With support from its new program partner, the U.S. Department of Veterans Affairs (VA),
the Foundation also awarded a renewal grant worth $4.6 million to the Gerontological
Society of America for the Hartford Geriatric Social Work Faculty Scholars Program. This
funding will support 27 additional scholars over five years. The VA will complement the
Foundation’s contribution and fund 6 of the 27 with a $600,000 investment. By the end of
the grant, we will have supported 127 faculty leaders since 2000. The program, part of
the GSWI described throughout this report, fosters an intellectually stimulating, mutually
supportive network of colleagues involved in research and teaching. This growing faculty
cadre will continue to increase knowledge, while training the next generation of gero-savvy
social workers.
The Foundation made a $400,000 grant over three years to the Tides Center to support
the Eldercare Workforce Alliance, a coalition of 25 national organizations that have joined
together to address the immediate and future workforce crisis in caring for an aging America.

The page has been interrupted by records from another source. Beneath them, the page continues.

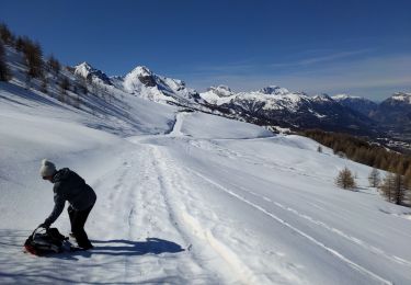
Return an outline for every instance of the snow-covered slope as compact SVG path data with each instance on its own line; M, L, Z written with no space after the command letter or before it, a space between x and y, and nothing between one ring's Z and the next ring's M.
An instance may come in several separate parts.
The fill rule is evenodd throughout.
M409 209L367 187L368 167L304 137L125 100L135 124L0 86L1 284L411 282ZM98 193L94 250L22 252L53 207L45 157ZM345 166L357 192L334 186ZM66 213L55 226L69 232Z
M378 104L361 96L352 96L347 94L338 94L332 96L333 100L343 106L355 110L366 116L369 116L378 107Z
M376 132L372 119L327 94L309 96L304 92L271 86L239 93L227 87L213 87L199 95L209 109L259 125L359 134Z
M157 103L193 105L199 99L197 92L185 87L182 80L158 76L145 66L137 66L125 76L109 78L103 71L83 62L75 67L75 75L111 92L134 94Z
M370 168L327 148L319 153L308 138L144 100L161 84L182 86L144 68L126 80L127 92L125 78L105 84L83 66L93 84L77 105L79 94L61 98L53 75L45 94L38 80L24 82L21 56L8 49L8 57L14 78L0 83L0 284L411 283L410 210L367 186ZM77 83L68 70L59 76ZM305 100L278 88L258 93L292 106ZM85 227L93 250L22 252L53 207L52 184L38 173L43 158L95 190ZM344 167L358 178L356 192L334 185ZM55 226L70 231L66 212Z

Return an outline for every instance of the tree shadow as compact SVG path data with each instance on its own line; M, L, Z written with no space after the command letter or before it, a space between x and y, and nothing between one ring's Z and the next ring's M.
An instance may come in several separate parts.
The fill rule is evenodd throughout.
M146 241L114 239L92 240L91 242L94 244L94 249L90 251L92 254L144 255L178 253L184 251L180 244L158 238L147 238Z

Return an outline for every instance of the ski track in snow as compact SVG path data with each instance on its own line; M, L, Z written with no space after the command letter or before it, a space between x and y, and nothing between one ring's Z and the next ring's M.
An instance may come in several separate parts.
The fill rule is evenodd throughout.
M304 265L297 263L298 261L276 250L275 246L260 244L258 233L248 228L246 223L236 220L236 213L233 217L220 215L218 208L207 204L204 195L212 190L227 195L236 203L246 204L246 207L255 209L260 216L266 216L270 223L281 225L285 230L319 248L320 254L335 259L342 264L339 269L343 269L343 272L358 273L362 276L359 281L364 283L393 284L387 277L383 277L383 274L367 269L367 264L363 265L344 255L345 252L335 248L335 243L329 238L320 238L322 231L330 232L332 238L351 243L353 248L358 247L372 253L376 259L384 259L387 263L396 263L410 270L411 262L406 258L389 254L372 242L304 213L304 209L297 210L285 202L278 202L232 180L228 181L227 185L218 178L210 178L208 173L186 167L181 157L173 156L167 144L184 142L187 153L191 147L195 147L216 157L238 159L278 173L293 173L319 182L332 180L330 176L315 175L302 167L283 166L278 161L230 149L221 146L218 139L189 138L184 134L184 119L190 116L189 113L178 113L173 128L168 134L127 138L127 142L134 144L133 147L129 146L121 152L116 167L93 181L92 186L98 191L99 198L87 229L92 233L94 250L52 256L41 260L39 264L36 264L37 258L31 255L22 258L14 254L5 259L5 254L10 254L4 250L5 247L20 249L19 244L24 241L26 233L19 232L2 242L5 247L0 249L3 255L0 256L0 282L7 284L13 283L9 281L18 280L22 284L309 283L309 276L301 273ZM70 156L81 157L82 151L70 152ZM293 195L299 195L304 200L309 193L301 191ZM327 213L323 207L326 202L320 198L310 197L307 203ZM287 215L293 215L297 219L288 220ZM68 221L65 223L67 226ZM302 227L305 225L313 226L321 232L315 231L311 235L311 231ZM12 252L15 252L14 248ZM43 274L44 272L47 274ZM321 282L324 280L327 277Z
M364 275L369 276L369 277L372 277L373 280L375 280L376 282L381 283L381 284L387 284L387 285L388 285L388 284L393 284L393 283L391 283L390 281L387 281L387 280L383 278L381 276L377 275L376 273L370 272L370 271L368 271L367 269L365 269L365 267L363 267L363 266L356 264L355 262L353 262L353 261L351 261L350 259L345 258L343 254L341 254L341 253L338 252L336 250L327 247L323 242L321 242L321 241L319 241L319 240L312 238L311 236L307 235L306 232L299 230L298 228L296 228L296 227L294 227L293 225L288 224L288 223L285 221L284 219L282 219L282 218L279 218L279 217L277 217L276 215L270 213L269 210L266 210L266 209L263 208L262 206L259 206L259 205L256 205L256 204L254 204L254 203L248 201L248 200L244 198L243 196L241 196L241 195L239 195L239 194L237 194L237 193L235 193L235 192L232 192L232 191L226 189L225 186L218 184L217 182L215 182L215 181L213 181L213 180L206 178L205 175L203 175L203 174L201 174L201 173L198 173L198 172L196 172L196 171L193 171L193 170L189 170L189 171L190 171L191 173L193 173L193 174L195 174L195 175L197 175L197 176L199 176L199 178L206 180L207 182L209 182L209 183L213 184L214 186L216 186L216 187L220 189L221 191L224 191L224 192L230 194L231 196L233 196L233 197L236 197L236 198L238 198L238 200L244 202L246 204L248 204L248 205L250 205L250 206L256 208L258 210L264 213L265 215L272 217L273 219L275 219L276 221L278 221L278 223L281 223L282 225L286 226L287 228L292 229L293 231L295 231L295 232L301 235L302 237L307 238L308 240L310 240L311 242L313 242L313 243L317 244L318 247L320 247L320 248L327 250L327 251L330 252L332 255L336 256L338 259L340 259L341 261L345 262L347 265L350 265L350 266L353 267L354 270L356 270L356 271L363 273Z

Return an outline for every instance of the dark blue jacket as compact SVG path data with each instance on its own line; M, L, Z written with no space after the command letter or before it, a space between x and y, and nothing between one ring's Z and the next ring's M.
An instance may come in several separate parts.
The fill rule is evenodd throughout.
M68 168L60 169L53 176L55 206L52 214L44 221L49 226L56 221L65 208L66 201L75 210L83 210L94 205L96 195L92 187L85 184L75 171Z

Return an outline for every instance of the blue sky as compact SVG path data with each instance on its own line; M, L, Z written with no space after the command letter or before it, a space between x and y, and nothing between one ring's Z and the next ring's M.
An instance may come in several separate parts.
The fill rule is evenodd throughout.
M277 84L374 100L411 91L411 1L20 1L0 21L64 64L137 65L198 91Z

The Alliance was created in response to the Institute of Medicine’s 2008 report, Retooling for
an Aging America: Building the Health Care Workforce, which called for immediate investments
in preparing our health care system to care for older Americans. With Foundation support,
the Alliance will seek policy changes to increase compensation for direct care workers and
more funding for federal training programs that improve geriatric care competencies of health
professionals.
Other noteworthy grants included $698,000 to the AARP Foundation to fund the second
phase of the Professional Partners Supporting Family Caregiving project. The project aims
at improving nurses’ and social workers’ ability to support families caring for older adults.
The first phase of the effort identified the knowledge and skills that nurses and social workers
need to help family caregivers and documented evidence-based practices that can guide
these professionals in their work. Phase two will implement best practices and establish
standards to support caregivers, improve public policies, and raise consumer expectations
for caregiver support.
Finally, a $647,000 grant to the American Association of Colleges of Nursing, in collaboration
with the Hartford Institute for Geriatric Nursing at New York University, builds on a prior
project to enhance the gero-competence of master’s level nurses. The goals of this phase
of the project are to foster the implementation of the recently developed adult-gerontology
competencies via high quality learning resources, faculty development opportunities, and a
new certification exam.
We are excited about these developments, but not all of the news from 2009 was as positive as
we might have hoped. The economic turbulence of 2008 forced the Foundation to trim back
the scope of its commitment to some programs. However, it also encouraged us to become
more resourceful in our grantmaking. For example, the Board of Trustees agreed to adopt a
new payout formula that will increase grant disbursement by $7 million in 2009-2010. In fact,
the Foundation’s endowment ended 2009 at approximately $472 million, which represents an
increase of $52 million during the year, before disbursements for grants and expenses. While
the portfolio remains significantly below its high before the recent credit crisis, with the sharp
recovery in the financial markets after the lows reached in March 2009, the Foundation did
achieve growth in its endowment after spending and inflation. Our outsourced investment
office, New Providence Asset Management, began its work in 2009 and made significant
changes in the Foundation’s asset allocation and investment manager structure. We are
confident that these changes will enable the Foundation to better weather market turbulence
in the future and allow it to meet the long-term goals for the portfolio.
The times we live in may be challenging, but I remain strongly optimistic about the future
of the John A. Hartford Foundation. With our Board of Trustees, staff, and grantees all
deeply dedicated and working hard to achieve our mission, I can foresee only success on the
road ahead. It has been a privilege to serve with this wonderful group, and I look forward to
continuing our efforts over the coming year.